In the pilot study, teachers (and their classrooms) will be randomly assigned to treatment or control conditions via blocks of school or school-pairing (depending on the number of teachers recruited from each school). For multi-school blocks, a Mahalanobis distance metric will be used to pair schools that are most similar on key demographic factors while minimizing the total distance between all within-block schools. Treatment teachers will implement the FABLES intervention on a weekly basis over the course of teaching their instructional sequence in Physical Science. Treatment teachers will receive professional learning experiences during the summer prior to the implementation school year as well as attend midyear workshops/webinars to help them make sense of their students' responses. In a follow-up round of implementation, treatment teachers will implement a weekly second set of FABLES in their classroom over the course of teaching their instructional sequence in Earth and Space Science.

Control Condition: Control condition classrooms will implement their business-as-usual curriculum and instructional strategies.

Key Measures: At the student level, Northwest Evaluation Association Measures of Academic Progress (NWEA MAP) Growth for Science and Language Use tests will be used to measure student learning. At the teacher level, the Assessing the Impact (AIM) Forces and Motion assessment and Content Knowledge for Teaching English Language Arts (CKT ELA) will be used to measure teacher pedagogical content knowledge development. Classroom observations in-person will use the Baker Rodrigo Ocumpaugh Monitoring Protocol (BROMP) observation protocol while observations taken via video recording will be qualitatively coded and analyzed.

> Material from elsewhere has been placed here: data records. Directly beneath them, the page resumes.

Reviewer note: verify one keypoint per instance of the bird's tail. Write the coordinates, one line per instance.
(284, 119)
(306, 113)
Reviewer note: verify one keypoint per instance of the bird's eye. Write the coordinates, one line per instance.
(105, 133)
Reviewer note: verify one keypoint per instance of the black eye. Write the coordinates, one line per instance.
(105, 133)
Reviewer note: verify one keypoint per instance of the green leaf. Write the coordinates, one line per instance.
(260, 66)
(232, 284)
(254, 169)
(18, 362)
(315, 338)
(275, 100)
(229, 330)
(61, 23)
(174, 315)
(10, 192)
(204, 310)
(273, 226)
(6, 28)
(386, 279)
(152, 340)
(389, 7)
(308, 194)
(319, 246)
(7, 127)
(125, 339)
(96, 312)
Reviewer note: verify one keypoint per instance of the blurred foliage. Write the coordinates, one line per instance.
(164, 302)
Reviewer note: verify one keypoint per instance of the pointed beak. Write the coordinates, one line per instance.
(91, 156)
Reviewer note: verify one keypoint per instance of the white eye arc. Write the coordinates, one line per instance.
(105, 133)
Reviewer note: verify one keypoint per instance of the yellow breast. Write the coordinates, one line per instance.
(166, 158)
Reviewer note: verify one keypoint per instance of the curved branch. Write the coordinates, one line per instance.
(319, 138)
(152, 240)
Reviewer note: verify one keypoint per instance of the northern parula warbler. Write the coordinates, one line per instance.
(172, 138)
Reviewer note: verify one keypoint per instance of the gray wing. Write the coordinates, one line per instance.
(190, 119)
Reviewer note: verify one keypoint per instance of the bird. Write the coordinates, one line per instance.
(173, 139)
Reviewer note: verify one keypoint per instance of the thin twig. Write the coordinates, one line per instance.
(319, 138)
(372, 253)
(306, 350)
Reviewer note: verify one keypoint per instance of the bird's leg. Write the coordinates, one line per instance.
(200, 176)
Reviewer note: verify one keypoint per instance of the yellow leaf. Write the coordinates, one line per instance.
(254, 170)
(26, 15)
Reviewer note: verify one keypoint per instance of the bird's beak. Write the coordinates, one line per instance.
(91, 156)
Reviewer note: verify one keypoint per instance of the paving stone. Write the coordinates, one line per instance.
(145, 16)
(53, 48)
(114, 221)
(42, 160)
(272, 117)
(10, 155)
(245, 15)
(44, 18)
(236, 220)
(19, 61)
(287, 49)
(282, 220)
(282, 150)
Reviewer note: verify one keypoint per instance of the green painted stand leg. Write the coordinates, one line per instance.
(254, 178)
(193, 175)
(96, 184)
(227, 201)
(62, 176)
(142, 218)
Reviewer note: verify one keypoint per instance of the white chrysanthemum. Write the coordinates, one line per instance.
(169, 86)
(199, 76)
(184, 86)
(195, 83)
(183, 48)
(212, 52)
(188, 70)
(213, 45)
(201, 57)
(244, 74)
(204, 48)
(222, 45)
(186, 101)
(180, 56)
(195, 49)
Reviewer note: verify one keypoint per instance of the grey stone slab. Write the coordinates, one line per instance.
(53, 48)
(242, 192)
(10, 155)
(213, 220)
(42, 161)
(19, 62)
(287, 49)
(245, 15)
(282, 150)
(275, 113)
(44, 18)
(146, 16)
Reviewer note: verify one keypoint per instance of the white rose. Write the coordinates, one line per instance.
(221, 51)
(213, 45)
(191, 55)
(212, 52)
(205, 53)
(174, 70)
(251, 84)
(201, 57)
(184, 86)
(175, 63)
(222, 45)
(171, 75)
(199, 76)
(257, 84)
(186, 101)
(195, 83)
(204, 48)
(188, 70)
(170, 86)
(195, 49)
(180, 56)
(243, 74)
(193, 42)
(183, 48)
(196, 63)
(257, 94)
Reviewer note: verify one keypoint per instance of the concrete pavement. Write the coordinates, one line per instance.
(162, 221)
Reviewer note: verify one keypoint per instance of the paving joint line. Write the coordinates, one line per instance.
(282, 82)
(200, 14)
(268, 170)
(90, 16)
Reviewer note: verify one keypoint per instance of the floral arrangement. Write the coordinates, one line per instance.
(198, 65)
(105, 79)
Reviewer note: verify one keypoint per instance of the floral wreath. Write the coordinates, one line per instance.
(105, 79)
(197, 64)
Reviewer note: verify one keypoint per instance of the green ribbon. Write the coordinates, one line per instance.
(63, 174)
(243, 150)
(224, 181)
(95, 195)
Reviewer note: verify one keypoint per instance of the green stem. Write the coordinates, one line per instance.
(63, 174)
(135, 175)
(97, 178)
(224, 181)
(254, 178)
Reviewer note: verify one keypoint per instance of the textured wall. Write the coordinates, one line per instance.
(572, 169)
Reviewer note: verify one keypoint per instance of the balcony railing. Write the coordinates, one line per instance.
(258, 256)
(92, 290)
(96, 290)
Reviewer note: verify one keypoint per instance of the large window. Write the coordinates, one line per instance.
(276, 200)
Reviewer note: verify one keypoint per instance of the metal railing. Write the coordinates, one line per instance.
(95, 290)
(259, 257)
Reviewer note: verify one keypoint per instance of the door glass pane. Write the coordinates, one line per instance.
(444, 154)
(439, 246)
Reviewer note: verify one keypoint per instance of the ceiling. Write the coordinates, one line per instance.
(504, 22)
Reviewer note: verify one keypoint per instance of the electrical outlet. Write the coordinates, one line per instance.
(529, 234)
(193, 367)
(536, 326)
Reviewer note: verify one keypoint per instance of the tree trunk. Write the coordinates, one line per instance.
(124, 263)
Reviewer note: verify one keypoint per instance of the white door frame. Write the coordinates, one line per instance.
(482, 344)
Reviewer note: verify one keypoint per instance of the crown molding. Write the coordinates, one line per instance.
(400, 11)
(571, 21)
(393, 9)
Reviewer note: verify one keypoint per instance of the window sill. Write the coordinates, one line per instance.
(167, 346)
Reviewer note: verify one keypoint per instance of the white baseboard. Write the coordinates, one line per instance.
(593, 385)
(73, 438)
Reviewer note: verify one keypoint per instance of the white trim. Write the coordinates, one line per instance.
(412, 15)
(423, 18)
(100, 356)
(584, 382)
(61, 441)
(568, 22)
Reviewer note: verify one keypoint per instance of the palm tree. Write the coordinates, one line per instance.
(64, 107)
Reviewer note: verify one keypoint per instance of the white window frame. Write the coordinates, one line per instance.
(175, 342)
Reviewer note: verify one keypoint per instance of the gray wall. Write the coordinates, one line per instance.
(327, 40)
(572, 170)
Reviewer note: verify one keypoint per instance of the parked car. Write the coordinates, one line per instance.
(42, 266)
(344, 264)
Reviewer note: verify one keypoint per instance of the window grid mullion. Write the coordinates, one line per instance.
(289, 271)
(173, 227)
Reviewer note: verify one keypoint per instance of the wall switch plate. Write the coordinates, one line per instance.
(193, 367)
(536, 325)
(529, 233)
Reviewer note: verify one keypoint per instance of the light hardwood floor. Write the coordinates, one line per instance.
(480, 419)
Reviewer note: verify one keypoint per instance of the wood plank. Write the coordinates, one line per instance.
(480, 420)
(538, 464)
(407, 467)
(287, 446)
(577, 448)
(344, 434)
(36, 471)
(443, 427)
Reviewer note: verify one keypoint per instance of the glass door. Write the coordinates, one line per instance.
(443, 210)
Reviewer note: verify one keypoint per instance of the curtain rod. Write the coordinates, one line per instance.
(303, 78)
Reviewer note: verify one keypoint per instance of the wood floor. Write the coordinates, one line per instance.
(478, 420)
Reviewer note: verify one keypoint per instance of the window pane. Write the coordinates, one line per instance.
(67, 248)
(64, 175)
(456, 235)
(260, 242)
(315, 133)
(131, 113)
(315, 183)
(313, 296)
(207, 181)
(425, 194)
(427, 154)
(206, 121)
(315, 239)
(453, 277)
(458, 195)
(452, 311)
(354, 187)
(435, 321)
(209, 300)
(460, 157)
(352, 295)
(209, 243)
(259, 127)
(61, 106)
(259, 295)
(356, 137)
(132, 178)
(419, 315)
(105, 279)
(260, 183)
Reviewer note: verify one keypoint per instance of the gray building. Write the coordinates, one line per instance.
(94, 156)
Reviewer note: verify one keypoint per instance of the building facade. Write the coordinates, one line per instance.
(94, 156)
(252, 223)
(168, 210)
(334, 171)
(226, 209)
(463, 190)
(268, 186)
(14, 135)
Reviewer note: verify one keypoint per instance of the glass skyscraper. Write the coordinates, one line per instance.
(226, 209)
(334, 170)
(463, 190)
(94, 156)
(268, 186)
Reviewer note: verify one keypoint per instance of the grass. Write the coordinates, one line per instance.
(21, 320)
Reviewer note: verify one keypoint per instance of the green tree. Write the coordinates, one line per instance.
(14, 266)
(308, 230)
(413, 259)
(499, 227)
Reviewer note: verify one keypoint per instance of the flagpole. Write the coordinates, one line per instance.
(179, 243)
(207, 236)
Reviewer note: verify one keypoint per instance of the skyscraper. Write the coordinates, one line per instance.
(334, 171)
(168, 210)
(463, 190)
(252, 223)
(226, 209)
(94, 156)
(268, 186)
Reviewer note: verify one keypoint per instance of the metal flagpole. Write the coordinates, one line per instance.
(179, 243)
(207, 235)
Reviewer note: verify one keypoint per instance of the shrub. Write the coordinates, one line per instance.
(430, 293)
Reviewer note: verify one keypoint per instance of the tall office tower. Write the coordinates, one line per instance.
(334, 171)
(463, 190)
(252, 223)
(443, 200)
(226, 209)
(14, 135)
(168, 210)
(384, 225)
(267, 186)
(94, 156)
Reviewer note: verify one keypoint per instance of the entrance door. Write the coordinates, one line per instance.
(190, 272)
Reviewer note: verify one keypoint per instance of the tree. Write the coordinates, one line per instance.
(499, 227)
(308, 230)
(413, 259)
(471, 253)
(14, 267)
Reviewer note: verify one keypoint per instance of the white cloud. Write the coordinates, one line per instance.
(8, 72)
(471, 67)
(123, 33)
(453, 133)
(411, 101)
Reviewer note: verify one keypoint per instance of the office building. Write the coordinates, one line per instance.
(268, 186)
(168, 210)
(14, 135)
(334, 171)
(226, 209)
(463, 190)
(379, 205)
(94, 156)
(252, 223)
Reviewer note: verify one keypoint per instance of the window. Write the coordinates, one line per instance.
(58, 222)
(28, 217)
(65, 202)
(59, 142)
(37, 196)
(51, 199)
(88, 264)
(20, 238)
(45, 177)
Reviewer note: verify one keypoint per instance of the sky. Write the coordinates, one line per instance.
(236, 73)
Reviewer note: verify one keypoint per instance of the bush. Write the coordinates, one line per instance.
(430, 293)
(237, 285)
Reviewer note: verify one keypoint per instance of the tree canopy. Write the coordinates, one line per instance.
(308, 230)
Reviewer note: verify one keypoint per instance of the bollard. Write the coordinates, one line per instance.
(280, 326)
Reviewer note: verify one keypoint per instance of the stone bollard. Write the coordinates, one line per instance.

Data Analytic Strategy: The researchers will investigate the construct and instructional validity of the intervention products (i.e., assessment tasks, rubrics, teacher practice guides) and the promise of the intervention for improving teacher knowledge and student learning. In addition to qualitative measures of feasibility and usability of the FABLES intervention during the development phase, the pilot study will enable researchers to synthesize pretest performance, measures of fidelity of implementation, and other relevant covariates in a two-level HLM when evaluating the association between implementing FABLES and student outcomes and a one-level regression analysis when evaluating the association between implementing FABLES and teacher outcomes.

Cost Analysis: While FABLES will be available free-of-charge to teachers and students, costs associated with implementing FABLES above and beyond business-as-usual science teaching (including the opportunity costs of implementation) will be calculated using the ingredients method. Those costs will then be used to determine a cost-effectiveness ratio based on findings from the pilot study.